I believe that an HTTP(S) document would not be allowed to fetch a file: URL at all, but I couldn’t find that being specified. Can someone confirm either way?
file:
documents can request file:
resources. http:
/https:
documents cannot, at least not in Chrome.
(Since my earlier comment wasn't clear: I support the original proposal. file:
documents requesting file:
resources leads to the potential of data exfiltration along the lines of what Tab suggested. We've seen exactly that attack in the vaguely recent past, and hardening the CSS parser to crash and burn on \0
seems quite reasonable to me. I'd be equally happy to follow @SimonSapin's suggestion of widening the ban to a larger set of control characters. :) )
To be clear my mentioning control characters was an attempt to show how arbitrary an heuristic it is to look for U+0000 or some other set of code points, not an actual proposal.
I think that the CSS tokenizer is the wrong layer to fix this. If the concern is for example with file:///C:/Users/me/Downloads/evil.html
requesting file:///C:/Users/Me/AppData/GoogleChrome/passwords.sqlite
, wouldn’t a heuristic based on URLs be better? For example going "up" a directory, or going through a directory that the OS considers hidden.
Two thoughts:
Yes. We should lock down file:
to a greater extent. We've had some discussion about that in https://github.com/whatwg/html/issues/3099, though the conversation didn't go anywhere, and is somewhat dead.

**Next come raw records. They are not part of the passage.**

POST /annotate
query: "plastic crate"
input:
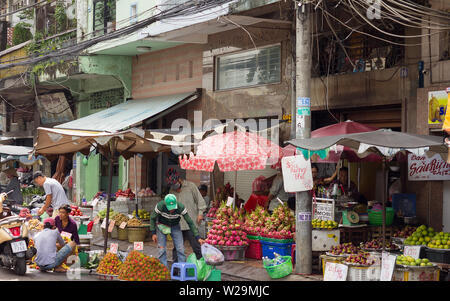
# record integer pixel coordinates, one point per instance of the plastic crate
(276, 240)
(280, 270)
(254, 250)
(233, 253)
(360, 273)
(438, 255)
(269, 248)
(376, 217)
(416, 274)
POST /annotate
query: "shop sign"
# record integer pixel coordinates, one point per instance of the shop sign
(422, 168)
(297, 175)
(387, 266)
(335, 272)
(113, 248)
(324, 211)
(304, 216)
(413, 251)
(54, 108)
(437, 106)
(111, 226)
(138, 246)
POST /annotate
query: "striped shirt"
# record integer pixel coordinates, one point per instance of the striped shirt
(161, 215)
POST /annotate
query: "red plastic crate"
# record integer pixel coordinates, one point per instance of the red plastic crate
(254, 250)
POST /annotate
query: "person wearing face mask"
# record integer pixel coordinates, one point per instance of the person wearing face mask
(187, 194)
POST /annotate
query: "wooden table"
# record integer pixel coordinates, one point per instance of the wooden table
(354, 234)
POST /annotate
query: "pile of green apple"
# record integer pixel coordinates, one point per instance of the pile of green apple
(422, 236)
(441, 240)
(410, 261)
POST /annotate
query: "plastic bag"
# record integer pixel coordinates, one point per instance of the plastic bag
(212, 254)
(203, 270)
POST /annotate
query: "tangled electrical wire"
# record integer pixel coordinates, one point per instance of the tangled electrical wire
(184, 9)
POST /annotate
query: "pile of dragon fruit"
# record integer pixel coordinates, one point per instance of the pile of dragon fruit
(227, 228)
(279, 225)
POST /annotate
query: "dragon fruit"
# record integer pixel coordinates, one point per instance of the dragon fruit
(227, 229)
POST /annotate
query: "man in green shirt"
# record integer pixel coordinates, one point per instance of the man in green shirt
(164, 220)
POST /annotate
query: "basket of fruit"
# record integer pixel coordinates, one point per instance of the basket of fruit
(376, 245)
(279, 267)
(363, 267)
(137, 231)
(108, 268)
(324, 225)
(343, 250)
(141, 267)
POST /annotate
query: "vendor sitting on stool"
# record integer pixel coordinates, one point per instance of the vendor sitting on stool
(164, 220)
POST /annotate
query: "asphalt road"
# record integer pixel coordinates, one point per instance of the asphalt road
(35, 275)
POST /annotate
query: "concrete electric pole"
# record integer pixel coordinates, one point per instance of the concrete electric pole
(303, 202)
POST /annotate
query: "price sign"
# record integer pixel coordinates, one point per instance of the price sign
(324, 211)
(297, 175)
(113, 248)
(304, 216)
(66, 234)
(111, 225)
(230, 201)
(387, 266)
(335, 272)
(413, 251)
(139, 246)
(94, 202)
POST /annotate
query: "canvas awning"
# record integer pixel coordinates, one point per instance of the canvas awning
(51, 142)
(126, 115)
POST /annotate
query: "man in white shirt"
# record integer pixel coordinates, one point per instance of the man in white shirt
(54, 193)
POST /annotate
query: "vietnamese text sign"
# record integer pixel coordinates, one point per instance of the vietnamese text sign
(113, 248)
(138, 246)
(111, 225)
(304, 216)
(324, 211)
(66, 234)
(387, 266)
(297, 175)
(422, 168)
(335, 272)
(413, 251)
(437, 106)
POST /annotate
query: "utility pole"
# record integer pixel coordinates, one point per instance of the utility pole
(302, 113)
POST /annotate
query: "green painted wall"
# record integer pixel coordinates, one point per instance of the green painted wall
(117, 66)
(144, 11)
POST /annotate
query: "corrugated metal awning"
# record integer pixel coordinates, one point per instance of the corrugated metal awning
(132, 112)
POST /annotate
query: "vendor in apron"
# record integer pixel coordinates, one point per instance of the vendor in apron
(164, 220)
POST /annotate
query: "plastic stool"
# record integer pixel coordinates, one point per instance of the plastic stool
(183, 267)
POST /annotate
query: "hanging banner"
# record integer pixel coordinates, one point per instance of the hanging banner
(437, 106)
(422, 168)
(297, 175)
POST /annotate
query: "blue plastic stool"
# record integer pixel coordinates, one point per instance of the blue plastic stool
(182, 268)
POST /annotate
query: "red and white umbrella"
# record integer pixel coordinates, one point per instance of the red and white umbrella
(233, 151)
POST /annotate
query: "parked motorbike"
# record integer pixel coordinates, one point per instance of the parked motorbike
(14, 251)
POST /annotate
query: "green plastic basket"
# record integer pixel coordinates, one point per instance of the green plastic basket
(281, 270)
(280, 241)
(253, 237)
(84, 258)
(376, 217)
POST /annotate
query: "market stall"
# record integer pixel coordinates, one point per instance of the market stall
(52, 142)
(363, 261)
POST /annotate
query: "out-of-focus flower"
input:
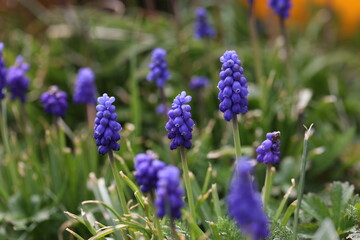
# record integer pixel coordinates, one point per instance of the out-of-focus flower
(147, 169)
(197, 83)
(233, 86)
(85, 89)
(269, 150)
(106, 130)
(17, 81)
(180, 124)
(169, 193)
(244, 202)
(54, 101)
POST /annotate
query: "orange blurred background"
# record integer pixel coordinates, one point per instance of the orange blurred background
(346, 11)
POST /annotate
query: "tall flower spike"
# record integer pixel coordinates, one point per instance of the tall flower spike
(281, 7)
(106, 127)
(244, 203)
(159, 72)
(85, 89)
(198, 83)
(147, 169)
(17, 81)
(54, 101)
(2, 72)
(233, 86)
(202, 28)
(169, 193)
(180, 124)
(269, 150)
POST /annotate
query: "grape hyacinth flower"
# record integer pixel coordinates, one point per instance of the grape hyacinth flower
(85, 89)
(233, 86)
(54, 101)
(147, 169)
(198, 83)
(244, 202)
(180, 124)
(169, 193)
(161, 109)
(106, 127)
(202, 28)
(159, 72)
(281, 7)
(2, 72)
(269, 150)
(17, 81)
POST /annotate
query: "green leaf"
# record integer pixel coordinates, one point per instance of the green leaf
(314, 206)
(340, 194)
(326, 231)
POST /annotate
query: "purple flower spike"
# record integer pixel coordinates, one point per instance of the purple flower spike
(169, 193)
(159, 72)
(244, 202)
(2, 72)
(17, 81)
(198, 83)
(106, 130)
(147, 169)
(269, 150)
(202, 28)
(281, 7)
(54, 101)
(233, 86)
(180, 124)
(85, 90)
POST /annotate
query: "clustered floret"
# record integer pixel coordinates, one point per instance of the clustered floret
(54, 101)
(180, 124)
(147, 169)
(85, 89)
(202, 27)
(106, 130)
(281, 7)
(244, 202)
(233, 86)
(17, 81)
(198, 83)
(269, 150)
(2, 72)
(159, 72)
(169, 193)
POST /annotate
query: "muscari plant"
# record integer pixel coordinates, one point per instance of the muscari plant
(165, 180)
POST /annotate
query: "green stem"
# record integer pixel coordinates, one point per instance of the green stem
(302, 179)
(236, 137)
(173, 229)
(119, 184)
(155, 218)
(268, 184)
(187, 183)
(4, 132)
(255, 46)
(289, 211)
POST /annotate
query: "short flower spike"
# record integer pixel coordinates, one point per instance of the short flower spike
(233, 86)
(180, 124)
(106, 130)
(269, 150)
(17, 81)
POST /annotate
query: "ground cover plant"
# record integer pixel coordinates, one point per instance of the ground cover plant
(177, 120)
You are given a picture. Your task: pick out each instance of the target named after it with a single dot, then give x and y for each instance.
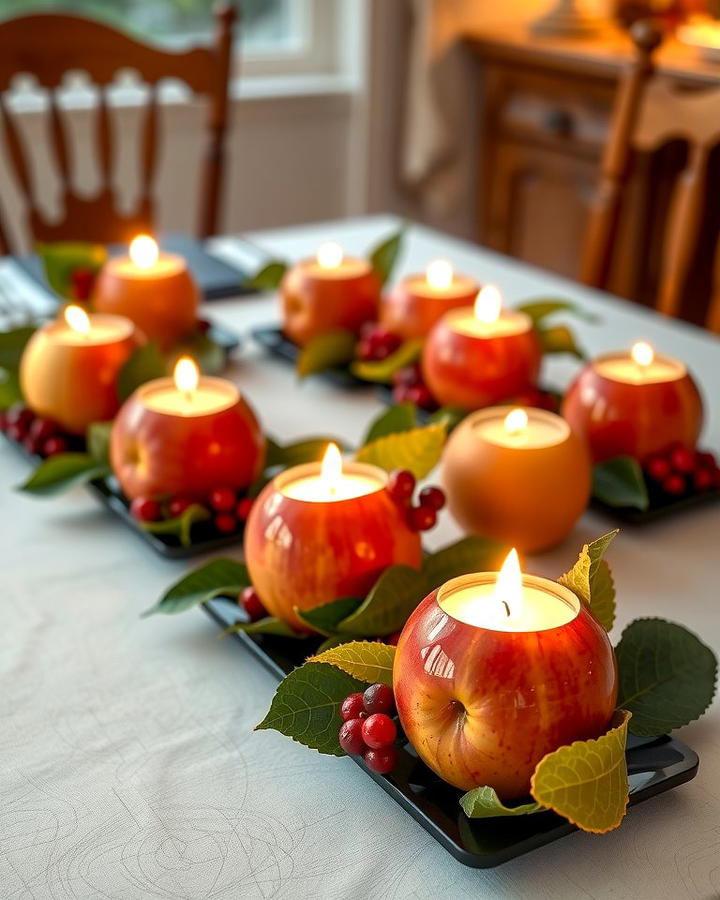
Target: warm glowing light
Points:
(642, 353)
(77, 319)
(516, 421)
(329, 255)
(488, 304)
(439, 274)
(144, 251)
(508, 587)
(186, 375)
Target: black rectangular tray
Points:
(654, 765)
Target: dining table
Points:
(130, 767)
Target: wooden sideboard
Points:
(546, 107)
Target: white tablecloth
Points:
(129, 765)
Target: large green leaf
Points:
(61, 472)
(306, 706)
(587, 782)
(219, 578)
(393, 597)
(418, 450)
(620, 482)
(666, 675)
(326, 351)
(365, 660)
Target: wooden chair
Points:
(47, 47)
(648, 114)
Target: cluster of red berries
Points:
(39, 436)
(401, 486)
(376, 343)
(368, 729)
(227, 508)
(679, 470)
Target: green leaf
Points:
(394, 420)
(326, 351)
(384, 256)
(619, 482)
(471, 554)
(219, 578)
(484, 803)
(180, 526)
(61, 472)
(61, 259)
(587, 782)
(418, 450)
(382, 370)
(12, 345)
(666, 675)
(267, 278)
(327, 617)
(392, 598)
(365, 660)
(559, 339)
(306, 706)
(143, 364)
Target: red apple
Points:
(482, 707)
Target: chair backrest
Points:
(49, 46)
(649, 113)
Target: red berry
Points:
(401, 485)
(378, 698)
(145, 509)
(352, 706)
(222, 499)
(351, 736)
(421, 518)
(432, 497)
(379, 731)
(381, 761)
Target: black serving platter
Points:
(655, 765)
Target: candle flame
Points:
(642, 353)
(488, 304)
(329, 255)
(77, 319)
(186, 375)
(439, 274)
(144, 251)
(508, 587)
(516, 421)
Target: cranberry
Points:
(252, 604)
(379, 698)
(352, 706)
(381, 761)
(145, 509)
(222, 499)
(379, 731)
(351, 736)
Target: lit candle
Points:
(519, 476)
(480, 355)
(415, 304)
(495, 670)
(635, 403)
(327, 293)
(186, 436)
(69, 368)
(153, 288)
(322, 531)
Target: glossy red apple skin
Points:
(314, 304)
(483, 707)
(618, 419)
(472, 372)
(157, 455)
(304, 555)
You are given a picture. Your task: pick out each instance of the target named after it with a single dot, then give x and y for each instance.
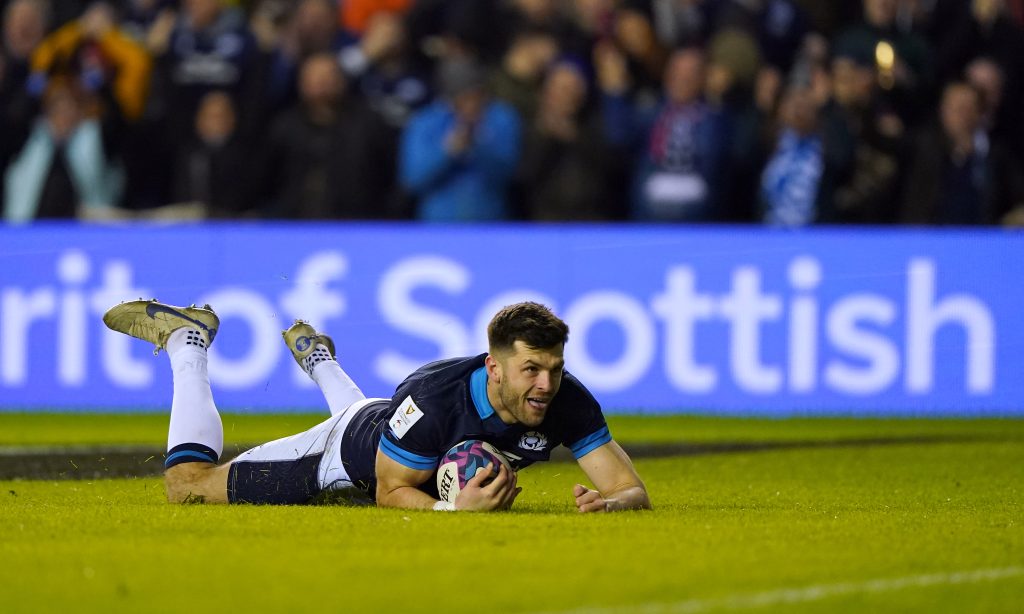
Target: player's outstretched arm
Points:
(619, 486)
(397, 486)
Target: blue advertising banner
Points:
(738, 320)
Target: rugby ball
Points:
(460, 464)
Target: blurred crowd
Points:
(786, 113)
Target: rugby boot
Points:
(304, 343)
(154, 321)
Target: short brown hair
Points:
(529, 322)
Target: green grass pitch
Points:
(808, 515)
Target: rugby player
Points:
(517, 397)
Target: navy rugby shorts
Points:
(296, 469)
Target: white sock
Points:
(339, 390)
(195, 422)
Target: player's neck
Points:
(496, 401)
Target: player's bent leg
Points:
(314, 353)
(197, 483)
(293, 470)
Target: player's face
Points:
(524, 382)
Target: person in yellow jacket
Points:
(94, 49)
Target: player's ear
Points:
(494, 368)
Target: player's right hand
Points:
(480, 495)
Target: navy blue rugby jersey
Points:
(445, 402)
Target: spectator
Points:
(354, 16)
(459, 155)
(644, 55)
(211, 166)
(568, 168)
(960, 176)
(733, 66)
(390, 78)
(329, 156)
(517, 80)
(24, 26)
(1003, 118)
(64, 170)
(139, 16)
(209, 48)
(904, 70)
(681, 144)
(792, 177)
(309, 30)
(983, 28)
(779, 27)
(865, 141)
(96, 51)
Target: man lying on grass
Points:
(517, 397)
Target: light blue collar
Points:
(478, 390)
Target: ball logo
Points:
(532, 440)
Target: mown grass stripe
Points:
(812, 593)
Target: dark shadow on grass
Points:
(90, 463)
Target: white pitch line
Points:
(808, 594)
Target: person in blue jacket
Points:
(459, 155)
(680, 143)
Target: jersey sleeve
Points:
(413, 435)
(587, 429)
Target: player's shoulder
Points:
(441, 371)
(439, 383)
(573, 390)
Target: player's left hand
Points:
(589, 500)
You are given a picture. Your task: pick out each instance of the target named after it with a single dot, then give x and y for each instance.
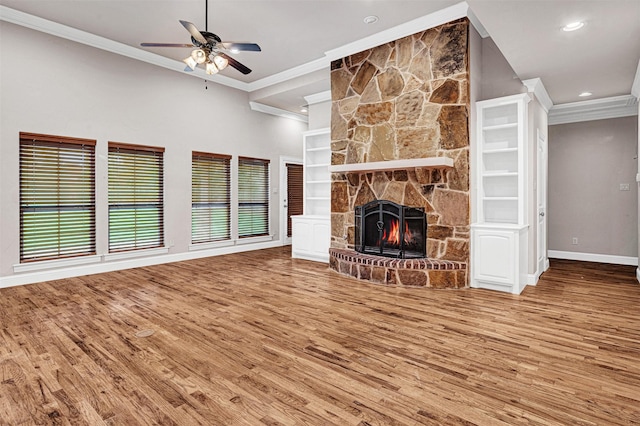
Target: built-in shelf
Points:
(499, 174)
(500, 126)
(499, 151)
(431, 162)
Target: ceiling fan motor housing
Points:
(212, 40)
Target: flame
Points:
(392, 236)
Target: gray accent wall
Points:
(587, 163)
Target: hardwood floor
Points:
(260, 338)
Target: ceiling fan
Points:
(209, 49)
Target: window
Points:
(253, 197)
(135, 197)
(57, 197)
(210, 197)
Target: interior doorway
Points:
(291, 172)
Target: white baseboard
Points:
(593, 257)
(76, 271)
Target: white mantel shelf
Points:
(431, 162)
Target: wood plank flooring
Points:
(262, 339)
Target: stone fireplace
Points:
(404, 100)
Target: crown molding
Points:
(596, 109)
(58, 30)
(266, 109)
(440, 17)
(635, 88)
(535, 86)
(477, 24)
(316, 98)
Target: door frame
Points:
(542, 176)
(282, 199)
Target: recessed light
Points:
(371, 19)
(573, 26)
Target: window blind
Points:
(57, 197)
(294, 193)
(135, 197)
(253, 197)
(210, 197)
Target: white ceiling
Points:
(602, 57)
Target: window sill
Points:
(58, 263)
(210, 245)
(252, 240)
(135, 253)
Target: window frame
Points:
(139, 241)
(266, 164)
(67, 241)
(209, 202)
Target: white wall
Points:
(55, 86)
(587, 163)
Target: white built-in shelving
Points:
(499, 237)
(312, 230)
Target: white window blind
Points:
(253, 197)
(135, 197)
(57, 197)
(210, 197)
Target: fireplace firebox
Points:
(385, 228)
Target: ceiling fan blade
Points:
(237, 65)
(193, 30)
(241, 47)
(165, 45)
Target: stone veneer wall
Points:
(405, 99)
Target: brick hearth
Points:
(434, 273)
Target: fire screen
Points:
(388, 229)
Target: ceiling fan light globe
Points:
(211, 68)
(191, 63)
(221, 62)
(199, 56)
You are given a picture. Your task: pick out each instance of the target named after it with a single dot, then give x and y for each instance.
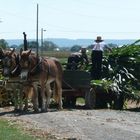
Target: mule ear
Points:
(21, 50)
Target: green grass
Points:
(12, 132)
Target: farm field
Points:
(79, 124)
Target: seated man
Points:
(77, 60)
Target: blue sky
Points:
(112, 19)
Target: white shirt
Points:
(99, 46)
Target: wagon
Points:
(76, 83)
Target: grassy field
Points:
(13, 132)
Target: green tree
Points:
(3, 44)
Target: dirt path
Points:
(86, 124)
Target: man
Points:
(77, 60)
(96, 57)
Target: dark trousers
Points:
(96, 69)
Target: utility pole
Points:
(42, 38)
(37, 32)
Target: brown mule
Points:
(43, 71)
(11, 70)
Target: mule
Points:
(11, 70)
(43, 71)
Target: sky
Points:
(73, 19)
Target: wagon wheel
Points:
(5, 97)
(90, 99)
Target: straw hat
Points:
(99, 39)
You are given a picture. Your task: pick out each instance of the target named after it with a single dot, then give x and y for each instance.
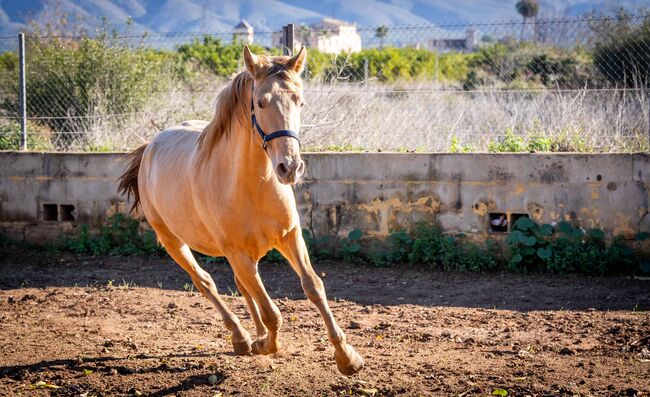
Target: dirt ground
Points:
(81, 326)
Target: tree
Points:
(527, 9)
(381, 33)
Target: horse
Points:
(224, 189)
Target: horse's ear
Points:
(297, 63)
(252, 62)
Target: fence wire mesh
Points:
(543, 85)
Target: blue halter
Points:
(269, 137)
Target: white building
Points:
(331, 36)
(243, 32)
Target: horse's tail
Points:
(128, 182)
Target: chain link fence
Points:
(543, 85)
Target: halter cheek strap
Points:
(269, 137)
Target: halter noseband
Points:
(269, 137)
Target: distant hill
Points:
(174, 16)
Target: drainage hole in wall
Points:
(50, 212)
(68, 213)
(498, 222)
(514, 218)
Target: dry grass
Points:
(403, 117)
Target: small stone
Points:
(566, 352)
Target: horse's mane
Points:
(234, 100)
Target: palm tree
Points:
(527, 9)
(381, 33)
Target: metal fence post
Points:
(290, 39)
(23, 92)
(285, 40)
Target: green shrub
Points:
(621, 52)
(212, 54)
(10, 135)
(394, 250)
(537, 142)
(565, 249)
(440, 252)
(388, 64)
(521, 65)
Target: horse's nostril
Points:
(282, 169)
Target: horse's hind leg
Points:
(181, 253)
(293, 248)
(253, 310)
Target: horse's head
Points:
(277, 99)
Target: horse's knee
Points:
(205, 280)
(313, 287)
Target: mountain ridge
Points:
(176, 16)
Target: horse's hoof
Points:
(242, 348)
(348, 361)
(263, 346)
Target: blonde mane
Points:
(234, 101)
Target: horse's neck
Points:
(242, 156)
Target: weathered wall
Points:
(376, 192)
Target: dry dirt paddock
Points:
(67, 330)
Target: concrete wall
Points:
(375, 192)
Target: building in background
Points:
(329, 35)
(468, 43)
(243, 32)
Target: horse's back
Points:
(165, 173)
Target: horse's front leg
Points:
(293, 247)
(248, 279)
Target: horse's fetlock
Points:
(273, 322)
(313, 287)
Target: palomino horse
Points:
(224, 189)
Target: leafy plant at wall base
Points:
(350, 246)
(395, 249)
(438, 251)
(565, 249)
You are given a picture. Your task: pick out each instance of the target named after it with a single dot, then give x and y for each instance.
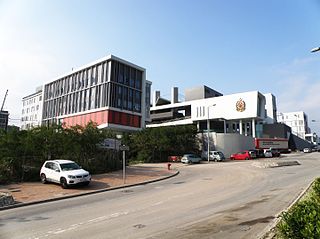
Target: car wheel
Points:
(63, 183)
(43, 178)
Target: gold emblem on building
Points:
(240, 105)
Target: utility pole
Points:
(4, 100)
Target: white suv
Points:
(65, 172)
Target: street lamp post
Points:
(208, 134)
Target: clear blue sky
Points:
(232, 46)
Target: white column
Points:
(240, 126)
(253, 127)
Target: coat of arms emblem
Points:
(240, 105)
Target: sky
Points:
(231, 46)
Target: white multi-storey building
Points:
(298, 121)
(32, 110)
(111, 92)
(242, 113)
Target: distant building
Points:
(32, 110)
(111, 92)
(298, 121)
(242, 113)
(4, 116)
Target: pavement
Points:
(35, 192)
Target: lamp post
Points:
(208, 133)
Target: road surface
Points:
(216, 200)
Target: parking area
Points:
(36, 191)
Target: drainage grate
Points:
(178, 182)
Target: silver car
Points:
(190, 158)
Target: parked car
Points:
(253, 153)
(213, 156)
(267, 153)
(307, 150)
(64, 172)
(190, 158)
(260, 153)
(244, 155)
(275, 152)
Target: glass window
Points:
(130, 99)
(139, 80)
(132, 76)
(137, 101)
(127, 75)
(100, 73)
(121, 74)
(125, 97)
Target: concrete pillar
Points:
(174, 95)
(156, 96)
(253, 127)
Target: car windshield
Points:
(69, 166)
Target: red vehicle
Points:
(244, 155)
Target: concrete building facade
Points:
(298, 121)
(242, 113)
(4, 117)
(111, 92)
(32, 110)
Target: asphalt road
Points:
(216, 200)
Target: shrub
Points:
(316, 188)
(302, 221)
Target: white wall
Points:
(225, 107)
(227, 143)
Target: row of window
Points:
(30, 118)
(108, 94)
(78, 81)
(31, 101)
(124, 119)
(126, 75)
(32, 109)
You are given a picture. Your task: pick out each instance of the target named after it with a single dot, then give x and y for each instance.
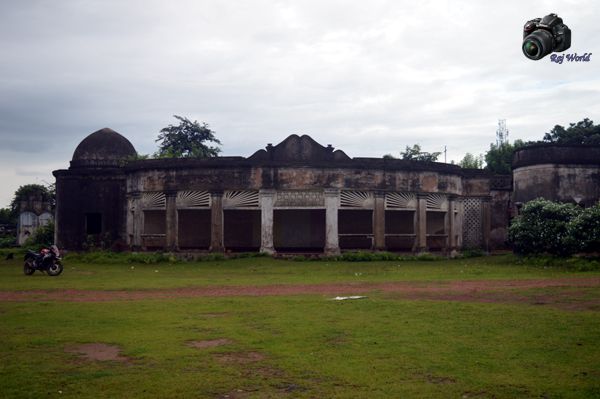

Why would it be bad to restrict CSS files from containing \0
or other control characters? I think your claim is that it might create breakage for some set of files out there in the world? I'm pretty sure I agree with @tabatkins assumption above that this is rare to the point of nonexistence. Is there a philosophical objection as well, or would this practical concern be resolvable by adding metrics, digging through HTTPArchive, etc?
It’d definitely break some files, we just don’t know how many. Maybe it’s few enough to be insignificant, maybe even by a lot. But this alone is not a sufficient reason to change mostly-interoperable behavior.
This thread has had no discussion of whether this proposal actually solves the problem it is trying to solve. Does a typical browser user’s filesystem not contain sensitive files that do not contain NULLs? Or even are entirely ASCII-printable? (Maybe a password database stored as JSON rather than SQLite?) Is there no exfiltration vector other than <link rel=stylesheet>
? Should we also look for NULLs in the HTML and XML and JavaScript parsers? Or, in the other direction, is should this change be specifically about custom properties rather than tokenizer-level?
More than the actual proposal, I’m worried about how the discussion of it is going (or not going).
Consider dropping stylesheet contents containing NULL code points or escaped NULLs, which are now replaced by the replacement character, completely. That is, let the result of parsing be as if the input was an empty string.
The rationale is that NULLs in a stylesheet are not useful, and NULL code points could be an indication of a buffer overrun, or an attempt of an attack by inserting NULL code points into the stylesheet.